Hayes peers briefly into the glass (where he finds gazing back at him a pair of surprisingly ancient-looking eyes), and he tries to think why Leo would pass him the mirror in the middle of the night. He cannot imagine what the man’s intention might be. But the next morning, when he finds Leo’s bed empty and watches as a surly attendant strips its sodden sheets, he’ll construe the incident of the looking
glass as the feeble and brokenhearted impulse of a middle-aged soldier with no one to bid good-bye.

W
HEN HE WAS
very young, perhaps four or five, his father took him one evening (for reasons he was never told or, if told, never understood) to his Brooklyn dance studio, where Mr. Hayes was to conduct a gentlemen’s class at eight o’clock. They’d set out on foot for the studio around seven, and as it was October, dusk had already cloaked the houses along Hicks Street. A bright yellow moon rose over the river, which meant that the fascinating new streetlamps, powered by gas piped beneath the ground, would not be lit tonight, a disappointment. Mr. Hayes said something about the “crisp” air, a remark Summerfield connected to the clopping of horses in the streets. He’d never before visited his father’s studio—which was located on the upper level of a two-story building opposite the City Hall—and he was immediately taken with the large room’s golden floor and enormous windows with arches at the top. Most odd, Mr. Hayes had brought along a pic-nic supper in a hamper, and after the ordeal of lighting the many tallow candles of the studio’s two chandeliers, they retired to a small connected room that served as an office. Here an oil lamp was lit, and they ate slices of cold meat, apples, and asparagus at the corner of a dark imposing desk. There was lemon cheesecake for dessert, but just before they got to it, someone arrived at the office door—a dashing and jolly man, who, when introduced to Summerfield, clicked his heels together and saluted like a soldier: Mr. Houseberry (funny name), who played piano for the gentlemen’s class. Mr. Hayes offered his piece of cheesecake to Mr. Houseberry, who made a negligible protest, sat down on a stool next to them, and ate it, exclaiming again and again, “What a treat! What a treat!”

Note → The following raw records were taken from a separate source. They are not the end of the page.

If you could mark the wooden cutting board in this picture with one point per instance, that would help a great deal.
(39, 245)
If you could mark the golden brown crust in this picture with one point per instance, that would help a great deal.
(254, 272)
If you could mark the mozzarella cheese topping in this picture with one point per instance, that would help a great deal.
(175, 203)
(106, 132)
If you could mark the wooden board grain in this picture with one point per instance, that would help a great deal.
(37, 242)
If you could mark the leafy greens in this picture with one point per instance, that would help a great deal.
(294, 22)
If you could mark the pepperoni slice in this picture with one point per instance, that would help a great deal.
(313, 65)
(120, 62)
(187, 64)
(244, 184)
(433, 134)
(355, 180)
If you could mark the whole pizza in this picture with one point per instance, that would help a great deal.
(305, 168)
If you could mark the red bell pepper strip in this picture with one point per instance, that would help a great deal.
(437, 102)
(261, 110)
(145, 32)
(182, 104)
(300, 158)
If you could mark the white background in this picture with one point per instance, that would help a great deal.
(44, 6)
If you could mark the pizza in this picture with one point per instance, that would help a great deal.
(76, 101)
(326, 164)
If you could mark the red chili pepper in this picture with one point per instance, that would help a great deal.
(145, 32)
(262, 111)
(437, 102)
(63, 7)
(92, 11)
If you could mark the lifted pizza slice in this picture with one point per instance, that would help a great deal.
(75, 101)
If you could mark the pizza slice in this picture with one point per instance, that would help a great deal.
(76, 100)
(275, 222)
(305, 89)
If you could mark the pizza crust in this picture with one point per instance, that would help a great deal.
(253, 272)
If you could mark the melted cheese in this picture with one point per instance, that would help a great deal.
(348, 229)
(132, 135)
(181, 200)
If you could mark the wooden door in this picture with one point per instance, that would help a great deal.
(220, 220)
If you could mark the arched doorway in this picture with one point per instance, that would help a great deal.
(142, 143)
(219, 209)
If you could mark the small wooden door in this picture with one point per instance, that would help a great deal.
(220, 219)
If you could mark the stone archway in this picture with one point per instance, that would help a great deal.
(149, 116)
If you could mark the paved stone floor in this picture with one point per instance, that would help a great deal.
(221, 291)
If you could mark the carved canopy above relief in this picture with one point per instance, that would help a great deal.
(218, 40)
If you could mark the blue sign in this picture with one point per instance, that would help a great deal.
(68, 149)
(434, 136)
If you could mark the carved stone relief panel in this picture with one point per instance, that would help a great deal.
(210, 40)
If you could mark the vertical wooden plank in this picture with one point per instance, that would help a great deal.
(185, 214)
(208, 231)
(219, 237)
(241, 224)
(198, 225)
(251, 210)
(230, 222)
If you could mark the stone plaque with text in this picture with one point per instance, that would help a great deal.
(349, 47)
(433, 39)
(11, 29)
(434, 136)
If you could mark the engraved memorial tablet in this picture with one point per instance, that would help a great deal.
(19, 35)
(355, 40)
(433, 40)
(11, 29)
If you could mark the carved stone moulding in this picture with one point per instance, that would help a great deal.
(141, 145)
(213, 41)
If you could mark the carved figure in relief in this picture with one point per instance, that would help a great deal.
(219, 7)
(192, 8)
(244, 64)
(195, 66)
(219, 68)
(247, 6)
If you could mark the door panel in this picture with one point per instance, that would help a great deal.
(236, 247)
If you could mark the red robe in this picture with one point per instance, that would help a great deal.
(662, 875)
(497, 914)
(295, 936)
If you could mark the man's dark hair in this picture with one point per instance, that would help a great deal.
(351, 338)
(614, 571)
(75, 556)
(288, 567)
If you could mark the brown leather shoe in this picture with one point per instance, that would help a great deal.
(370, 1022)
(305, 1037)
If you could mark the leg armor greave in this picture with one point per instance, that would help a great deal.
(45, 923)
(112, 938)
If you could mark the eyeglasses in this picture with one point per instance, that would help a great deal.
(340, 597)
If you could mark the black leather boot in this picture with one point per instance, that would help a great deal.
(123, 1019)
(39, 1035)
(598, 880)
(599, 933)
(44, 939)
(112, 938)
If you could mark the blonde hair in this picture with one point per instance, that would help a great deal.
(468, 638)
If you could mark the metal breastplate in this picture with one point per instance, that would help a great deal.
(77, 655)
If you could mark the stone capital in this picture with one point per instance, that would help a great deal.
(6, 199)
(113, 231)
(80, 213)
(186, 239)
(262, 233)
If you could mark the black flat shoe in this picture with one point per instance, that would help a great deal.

When he was done, Mr. Houseberry pulled a handkerchief from inside his coat and began to wipe his mouth and whiskers. While still executing this thorough clean-up, he said gravely, “So, Mr. Hayes, tell me, where do you think this ugly slave business will end? This secession business, this Compromise business, where is it all going to end?”

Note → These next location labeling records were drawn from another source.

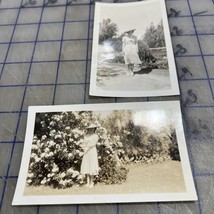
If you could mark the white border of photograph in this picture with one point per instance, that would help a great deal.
(173, 80)
(172, 106)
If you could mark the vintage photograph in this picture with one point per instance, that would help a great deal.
(132, 53)
(107, 151)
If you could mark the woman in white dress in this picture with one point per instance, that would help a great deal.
(89, 165)
(130, 51)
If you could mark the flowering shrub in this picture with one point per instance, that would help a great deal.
(56, 152)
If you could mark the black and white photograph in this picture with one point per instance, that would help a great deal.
(104, 153)
(132, 53)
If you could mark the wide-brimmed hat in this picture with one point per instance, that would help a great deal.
(91, 126)
(128, 31)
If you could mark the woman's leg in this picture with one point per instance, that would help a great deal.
(88, 180)
(132, 69)
(91, 181)
(129, 69)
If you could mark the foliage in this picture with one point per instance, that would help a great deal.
(142, 144)
(154, 36)
(107, 30)
(56, 153)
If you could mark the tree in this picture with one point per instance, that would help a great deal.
(107, 30)
(154, 36)
(57, 153)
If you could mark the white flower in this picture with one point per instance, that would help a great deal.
(55, 168)
(70, 170)
(30, 175)
(44, 137)
(29, 181)
(43, 181)
(62, 175)
(37, 159)
(43, 155)
(47, 150)
(81, 154)
(70, 155)
(67, 128)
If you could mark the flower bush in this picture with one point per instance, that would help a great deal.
(56, 152)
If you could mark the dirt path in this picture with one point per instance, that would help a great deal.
(144, 79)
(157, 178)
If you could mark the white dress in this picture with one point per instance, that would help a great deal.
(89, 163)
(130, 49)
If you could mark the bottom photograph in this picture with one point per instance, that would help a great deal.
(104, 153)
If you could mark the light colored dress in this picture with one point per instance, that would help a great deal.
(89, 163)
(130, 49)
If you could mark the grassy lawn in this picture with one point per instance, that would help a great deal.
(143, 178)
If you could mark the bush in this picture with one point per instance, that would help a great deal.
(56, 152)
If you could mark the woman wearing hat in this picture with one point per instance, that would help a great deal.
(89, 165)
(130, 51)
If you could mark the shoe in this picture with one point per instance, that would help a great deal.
(91, 185)
(131, 74)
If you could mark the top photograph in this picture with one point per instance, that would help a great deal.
(132, 53)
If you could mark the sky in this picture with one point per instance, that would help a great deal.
(133, 16)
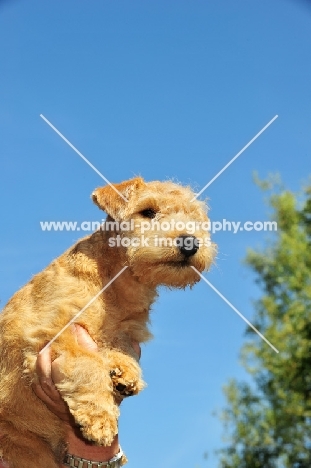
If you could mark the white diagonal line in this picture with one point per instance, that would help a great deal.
(235, 310)
(235, 157)
(83, 157)
(82, 310)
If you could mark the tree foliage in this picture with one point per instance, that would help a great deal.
(268, 423)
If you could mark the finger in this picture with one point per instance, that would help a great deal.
(44, 372)
(43, 367)
(137, 348)
(84, 338)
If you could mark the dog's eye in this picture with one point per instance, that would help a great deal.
(148, 213)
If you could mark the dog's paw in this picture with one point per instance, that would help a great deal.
(126, 381)
(100, 428)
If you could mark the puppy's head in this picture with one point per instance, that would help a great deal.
(166, 230)
(116, 199)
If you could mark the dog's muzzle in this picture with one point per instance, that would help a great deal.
(188, 245)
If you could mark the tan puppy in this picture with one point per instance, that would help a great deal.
(159, 234)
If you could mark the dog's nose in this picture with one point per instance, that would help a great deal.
(188, 245)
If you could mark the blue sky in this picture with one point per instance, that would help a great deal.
(161, 89)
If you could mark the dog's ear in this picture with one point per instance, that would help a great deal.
(114, 198)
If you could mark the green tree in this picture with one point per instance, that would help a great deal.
(268, 423)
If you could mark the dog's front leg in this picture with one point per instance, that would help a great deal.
(87, 388)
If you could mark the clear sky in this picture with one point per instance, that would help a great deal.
(162, 89)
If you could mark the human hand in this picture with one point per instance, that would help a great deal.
(49, 374)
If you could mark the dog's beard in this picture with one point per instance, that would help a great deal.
(168, 267)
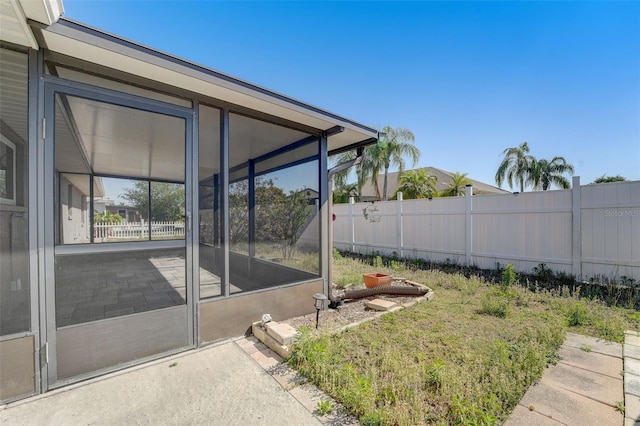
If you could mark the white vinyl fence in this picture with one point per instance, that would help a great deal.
(137, 230)
(590, 231)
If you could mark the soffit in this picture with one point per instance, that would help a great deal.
(13, 25)
(74, 40)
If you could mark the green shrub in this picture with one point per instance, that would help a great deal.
(496, 304)
(347, 280)
(509, 276)
(577, 314)
(324, 407)
(434, 373)
(336, 254)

Mr. Hayes glanced at Summerfield and drew his lips into a thin line. He shook his head sadly and sighed. “I honestly don’t know,” he said at last.

“Well, I think it’ll surely end in war,” said Mr. Houseberry and returned the handkerchief to its place inside the coat. Summerfield couldn’t tell—not from the man’s face, not from his tone—if war pleased or displeased him.

“I hope not,” said Mr. Hayes. “Or if it does, I pray it comes quickly and ends quickly, long before Summerfield’s of age.”

“That’s the bind, isn’t it?” said Mr. Houseberry. “That’s the pickle. Efforts to avoid only serve to delay. And then we’ll be in for the ruin of the long-smoldering fire.”